小学生の時、家族で山にハイキングに行った。
天気は曇天で、快晴ではなかったが、姉とはしゃぎながら山登りをし、頂上でみんなで弁当を食べ、一日を楽しく終えた。
父はその道中を8ミリビデオで撮影していた。
後日、その撮ったビデオを見ようと、家族みんながリビングに集まった。
山頂に着く手前に、少し木が多い暗がりが続く道があったのだけど、そのシーンに妙なものが映り込んでいるのに気付いた。
それは辺りの木と比べても3メートル近くはあろうかという人間で、両指?が何本にも分かれてまるで触手のように動いていた。
これ何?と自分が家族に言うと、みんなも不思議そうにして、食い入るようにビデオを見ていた。
そのまま少し見ていたら、最初に姉があっ!と声を上げた。
自分もすぐに分かったけど、信じられなかった。
その人間の触手が、いつの間にか子供を一人捕えていて、そのまま画面からフレームアウトしていく所までが、ぼんやりと映っていた・・・。
暫く全員無言のままだったけど、父がビデオの停止ボタンをそっと押した。そのまま解散。

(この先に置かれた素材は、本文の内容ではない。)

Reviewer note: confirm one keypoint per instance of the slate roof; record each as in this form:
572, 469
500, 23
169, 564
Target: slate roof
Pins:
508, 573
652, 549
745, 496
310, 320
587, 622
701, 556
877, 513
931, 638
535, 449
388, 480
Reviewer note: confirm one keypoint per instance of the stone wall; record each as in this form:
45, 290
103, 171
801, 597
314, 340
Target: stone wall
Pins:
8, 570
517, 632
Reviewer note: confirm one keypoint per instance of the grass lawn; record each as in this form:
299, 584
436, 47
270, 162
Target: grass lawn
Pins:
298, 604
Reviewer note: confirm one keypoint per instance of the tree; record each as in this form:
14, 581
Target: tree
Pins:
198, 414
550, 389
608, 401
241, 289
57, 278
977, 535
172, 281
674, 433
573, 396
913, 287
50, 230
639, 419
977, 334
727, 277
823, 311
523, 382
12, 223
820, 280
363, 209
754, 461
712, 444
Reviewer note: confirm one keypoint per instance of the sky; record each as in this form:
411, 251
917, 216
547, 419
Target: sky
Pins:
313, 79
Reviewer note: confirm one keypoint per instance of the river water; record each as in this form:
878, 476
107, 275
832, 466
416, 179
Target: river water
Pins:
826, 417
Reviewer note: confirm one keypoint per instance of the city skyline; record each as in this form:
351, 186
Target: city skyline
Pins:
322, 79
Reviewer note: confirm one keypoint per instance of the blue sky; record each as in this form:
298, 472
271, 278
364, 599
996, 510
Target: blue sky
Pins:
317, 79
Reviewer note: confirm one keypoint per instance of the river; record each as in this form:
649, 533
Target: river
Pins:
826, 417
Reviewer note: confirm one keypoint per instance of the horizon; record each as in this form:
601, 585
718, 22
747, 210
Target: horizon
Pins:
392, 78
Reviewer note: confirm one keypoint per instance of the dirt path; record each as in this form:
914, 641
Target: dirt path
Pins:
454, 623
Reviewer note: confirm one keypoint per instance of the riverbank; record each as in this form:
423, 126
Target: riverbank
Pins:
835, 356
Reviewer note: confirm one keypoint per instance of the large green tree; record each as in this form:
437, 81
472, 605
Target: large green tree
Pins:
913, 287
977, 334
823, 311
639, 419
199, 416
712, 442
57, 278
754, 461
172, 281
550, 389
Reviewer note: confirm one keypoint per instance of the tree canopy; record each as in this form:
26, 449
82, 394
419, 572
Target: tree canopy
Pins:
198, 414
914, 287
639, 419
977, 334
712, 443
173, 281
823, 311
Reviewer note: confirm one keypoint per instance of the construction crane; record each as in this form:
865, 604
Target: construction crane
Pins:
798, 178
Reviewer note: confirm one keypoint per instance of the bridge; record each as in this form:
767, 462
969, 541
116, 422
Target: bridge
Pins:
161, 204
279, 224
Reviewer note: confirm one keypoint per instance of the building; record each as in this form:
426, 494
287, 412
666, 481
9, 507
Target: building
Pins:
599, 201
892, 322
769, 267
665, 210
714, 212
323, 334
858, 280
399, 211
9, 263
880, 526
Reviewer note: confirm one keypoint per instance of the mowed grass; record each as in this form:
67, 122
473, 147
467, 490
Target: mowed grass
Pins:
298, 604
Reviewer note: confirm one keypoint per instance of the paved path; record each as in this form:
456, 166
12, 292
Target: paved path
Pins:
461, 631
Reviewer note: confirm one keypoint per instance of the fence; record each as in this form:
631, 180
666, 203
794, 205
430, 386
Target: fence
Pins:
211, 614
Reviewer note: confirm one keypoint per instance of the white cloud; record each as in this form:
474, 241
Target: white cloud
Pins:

自分と姉は部屋に行き、あれに付いて考察したがまともな結果は出なかった。
かなり後で母に聞いた事だが、あの後すぐに山の管理者に、行方不明者がいなかったか、とそれとなく尋ねたらしい。
そういう報告はなかった、との事だった。
新しい機器が増え、8ミリビデオが見れなくなってからは、例のビデオテープは押し入れの中に封印されたままだ。
未だに食卓などでこの話題が上がる事もあるが、誰もあれが何だったのかまともに説明できないでいる。
山にまつわる怖い話56
コメント
捕獲されたら捕獲された人間の存在が無かったことになるタイプか、捕獲じゃなく指長マン自身の子供(人間じゃないのでもちろん捜索願いなど出ない)なのか?